Art, Culture, and Politics, presented by Frank Rich

At Campbell Hall, Sunday, April 9.

Reviewed by Karen Leigh

Only New York Times op-ed columnist Frank Rich would think to liken the O.J. Simpson murder trial to the 1970s television miniseries Roots. Comparing current journalism scandals to faded Simpson-era media creatures such as Kato Kaelin, Rich argued that both the Simpson circus and Roots acted as indecisive ongoing commentaries on race in American life. During his 90 minutes, Rich, a former Time magazine critic and author of the book Ghost Light, shared his growing concern with the irresponsibility of our nation’s media and entertainment industries. A passionate liberal, Rich made hay with the current Bush administration’s treatment of the Iraq War as an entertainment production. “You have to understand,” he quoted former White House aide Andy Card as saying about the war’s timing, “we don’t announce a new product in August.” To that effect, Rich alluded to a “fog of war” created by showbiz, citing corporate takeover of broadcast newsrooms as one culprit. CBS News, he explained, was once a powerful entity separate from the network’s entertainment division. These days, news is merely another sub-department within CBS television, which is now owned by Viacom. Shows like 60 Minutes are into the ratings game, diluting content and sensationalizing the news.

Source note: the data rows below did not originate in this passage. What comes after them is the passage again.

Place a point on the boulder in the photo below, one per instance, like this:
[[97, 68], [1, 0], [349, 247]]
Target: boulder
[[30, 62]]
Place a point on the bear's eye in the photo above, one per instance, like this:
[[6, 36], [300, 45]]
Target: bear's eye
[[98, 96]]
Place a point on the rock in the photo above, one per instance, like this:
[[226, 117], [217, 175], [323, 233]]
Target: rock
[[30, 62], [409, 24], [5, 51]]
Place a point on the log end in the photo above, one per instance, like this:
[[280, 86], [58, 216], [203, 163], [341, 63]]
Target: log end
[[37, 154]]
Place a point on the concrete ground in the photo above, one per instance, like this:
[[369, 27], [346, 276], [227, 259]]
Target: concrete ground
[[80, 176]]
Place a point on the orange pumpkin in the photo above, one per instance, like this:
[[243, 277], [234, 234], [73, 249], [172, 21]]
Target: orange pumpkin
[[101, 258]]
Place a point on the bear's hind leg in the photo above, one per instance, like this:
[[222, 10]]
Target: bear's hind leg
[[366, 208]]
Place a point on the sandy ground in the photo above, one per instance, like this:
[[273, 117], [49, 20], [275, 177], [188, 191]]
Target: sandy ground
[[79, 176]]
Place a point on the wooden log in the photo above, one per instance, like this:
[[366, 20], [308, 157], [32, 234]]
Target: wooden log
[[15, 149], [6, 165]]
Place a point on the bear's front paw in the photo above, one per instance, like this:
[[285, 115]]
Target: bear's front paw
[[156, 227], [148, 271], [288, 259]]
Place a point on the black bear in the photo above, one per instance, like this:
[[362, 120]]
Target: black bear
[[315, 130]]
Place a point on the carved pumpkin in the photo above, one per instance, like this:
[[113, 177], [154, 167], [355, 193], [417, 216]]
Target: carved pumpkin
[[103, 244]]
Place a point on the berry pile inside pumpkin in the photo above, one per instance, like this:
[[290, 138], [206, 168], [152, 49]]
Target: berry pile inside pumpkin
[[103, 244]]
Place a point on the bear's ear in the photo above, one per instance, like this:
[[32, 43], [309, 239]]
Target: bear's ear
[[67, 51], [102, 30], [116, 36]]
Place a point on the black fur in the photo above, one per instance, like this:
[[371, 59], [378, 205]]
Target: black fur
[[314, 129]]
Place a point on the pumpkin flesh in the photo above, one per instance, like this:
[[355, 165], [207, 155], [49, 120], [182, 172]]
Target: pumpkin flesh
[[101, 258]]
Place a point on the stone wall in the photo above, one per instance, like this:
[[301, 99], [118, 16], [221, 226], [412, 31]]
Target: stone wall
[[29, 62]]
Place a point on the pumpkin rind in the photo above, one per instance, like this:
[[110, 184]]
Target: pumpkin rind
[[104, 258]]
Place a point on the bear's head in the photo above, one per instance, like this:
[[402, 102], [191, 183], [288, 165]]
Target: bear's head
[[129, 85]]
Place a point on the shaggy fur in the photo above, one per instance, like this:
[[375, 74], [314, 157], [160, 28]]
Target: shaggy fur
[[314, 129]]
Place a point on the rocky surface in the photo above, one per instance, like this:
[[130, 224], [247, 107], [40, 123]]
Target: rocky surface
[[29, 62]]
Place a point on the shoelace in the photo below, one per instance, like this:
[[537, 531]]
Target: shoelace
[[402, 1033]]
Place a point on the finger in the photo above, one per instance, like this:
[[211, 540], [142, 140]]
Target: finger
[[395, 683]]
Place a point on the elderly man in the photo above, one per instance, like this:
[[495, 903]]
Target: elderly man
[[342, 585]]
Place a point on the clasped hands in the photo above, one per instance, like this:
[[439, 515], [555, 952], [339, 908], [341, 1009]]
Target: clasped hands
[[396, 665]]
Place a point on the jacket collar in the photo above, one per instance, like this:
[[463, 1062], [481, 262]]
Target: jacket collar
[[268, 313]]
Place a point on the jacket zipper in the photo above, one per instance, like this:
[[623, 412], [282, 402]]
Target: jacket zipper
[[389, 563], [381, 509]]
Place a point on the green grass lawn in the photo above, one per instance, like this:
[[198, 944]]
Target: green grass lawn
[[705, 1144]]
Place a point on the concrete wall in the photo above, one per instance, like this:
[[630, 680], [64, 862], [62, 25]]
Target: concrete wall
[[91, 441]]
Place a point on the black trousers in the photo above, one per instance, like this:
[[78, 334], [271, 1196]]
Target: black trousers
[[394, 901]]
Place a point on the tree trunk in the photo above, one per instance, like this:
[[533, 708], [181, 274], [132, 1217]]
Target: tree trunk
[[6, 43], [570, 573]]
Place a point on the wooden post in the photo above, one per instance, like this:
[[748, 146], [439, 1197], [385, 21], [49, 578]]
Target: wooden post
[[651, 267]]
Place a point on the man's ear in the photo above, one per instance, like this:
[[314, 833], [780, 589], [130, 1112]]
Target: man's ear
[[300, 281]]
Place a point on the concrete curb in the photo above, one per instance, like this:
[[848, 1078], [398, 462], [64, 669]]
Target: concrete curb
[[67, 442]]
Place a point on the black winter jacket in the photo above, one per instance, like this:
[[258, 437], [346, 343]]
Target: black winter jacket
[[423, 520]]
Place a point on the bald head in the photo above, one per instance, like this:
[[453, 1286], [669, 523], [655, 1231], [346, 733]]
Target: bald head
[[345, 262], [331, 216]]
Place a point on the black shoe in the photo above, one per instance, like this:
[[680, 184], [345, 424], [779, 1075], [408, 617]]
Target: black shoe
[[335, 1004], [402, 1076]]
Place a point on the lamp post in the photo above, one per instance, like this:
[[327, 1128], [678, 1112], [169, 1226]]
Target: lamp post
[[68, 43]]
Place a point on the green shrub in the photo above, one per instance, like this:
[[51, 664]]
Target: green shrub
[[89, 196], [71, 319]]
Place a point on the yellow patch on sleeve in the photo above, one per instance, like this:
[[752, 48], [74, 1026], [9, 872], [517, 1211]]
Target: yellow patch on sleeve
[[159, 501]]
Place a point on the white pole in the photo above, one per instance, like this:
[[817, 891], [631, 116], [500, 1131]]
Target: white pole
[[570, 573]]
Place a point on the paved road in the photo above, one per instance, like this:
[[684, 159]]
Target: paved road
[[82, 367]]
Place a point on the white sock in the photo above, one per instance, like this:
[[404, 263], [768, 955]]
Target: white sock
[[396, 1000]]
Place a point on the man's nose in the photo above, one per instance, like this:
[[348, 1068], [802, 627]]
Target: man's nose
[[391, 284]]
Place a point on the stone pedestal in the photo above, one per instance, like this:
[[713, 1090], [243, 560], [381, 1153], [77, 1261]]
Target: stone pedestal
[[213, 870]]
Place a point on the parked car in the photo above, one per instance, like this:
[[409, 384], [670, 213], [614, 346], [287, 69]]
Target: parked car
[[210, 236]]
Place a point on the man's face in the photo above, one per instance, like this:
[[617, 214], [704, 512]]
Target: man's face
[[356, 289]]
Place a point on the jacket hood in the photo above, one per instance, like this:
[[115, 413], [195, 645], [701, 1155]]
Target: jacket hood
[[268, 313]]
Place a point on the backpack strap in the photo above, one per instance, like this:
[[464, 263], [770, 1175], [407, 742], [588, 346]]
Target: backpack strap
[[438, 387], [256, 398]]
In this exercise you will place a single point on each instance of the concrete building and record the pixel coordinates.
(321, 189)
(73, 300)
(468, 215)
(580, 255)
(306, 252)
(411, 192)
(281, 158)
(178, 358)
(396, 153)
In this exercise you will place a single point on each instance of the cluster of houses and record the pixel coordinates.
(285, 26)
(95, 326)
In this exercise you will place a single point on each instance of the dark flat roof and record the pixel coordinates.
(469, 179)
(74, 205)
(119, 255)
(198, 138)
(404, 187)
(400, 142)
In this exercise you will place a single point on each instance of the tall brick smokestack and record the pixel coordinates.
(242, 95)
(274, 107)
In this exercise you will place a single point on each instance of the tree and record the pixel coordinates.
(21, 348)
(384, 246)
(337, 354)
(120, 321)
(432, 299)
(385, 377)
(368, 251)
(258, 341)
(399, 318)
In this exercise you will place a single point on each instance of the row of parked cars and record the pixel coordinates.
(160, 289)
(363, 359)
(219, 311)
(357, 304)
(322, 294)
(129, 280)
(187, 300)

Rich referred to the current 24-hour cable broadcast phenomenon as a “mediathon” and noted that on CNN, “the Gulf War was the first event to get the ‘miniseries treatment’ … [CNN’s coverage] featured theme music and logos.” It’s always “cheap to have analysts come on CNN” and keep one story going all day, he added. “These people are like Hamburger Helper.”

Discussing the lack of truth inherent in today’s glittery news broadcasts, Rich quoted comedian Stephen Colbert’s neologism “truthiness,” a word for the new modus operandi of news anchors everywhere. “The decline and fall of truth began in the 1970s,” Rich said. As exemplified by runaway memoirist James Frey (A Million Little Pieces), “we live in a society where you can make up anything and get away with it” according to Rich. He then compared President Bush’s ability to invent false scenarios to that of popcorn-movie auteur Jerry Bruckheimer, and criticized the administration’s use of “sexy, scary” nuclear warfare as a propaganda tool engineered for mass consumption.

Rich’s audience continually laughed in horrified disbelief at the journalist’s revelations, such as the grim fact that the media embellished Private Jessica Lynch’s tale into falsity. Iraq protestor Cindy Sheehan, he marveled, “has brought this war’s dead out of the closet.” On Sunday, Rich did something similar for the cold, hard truth.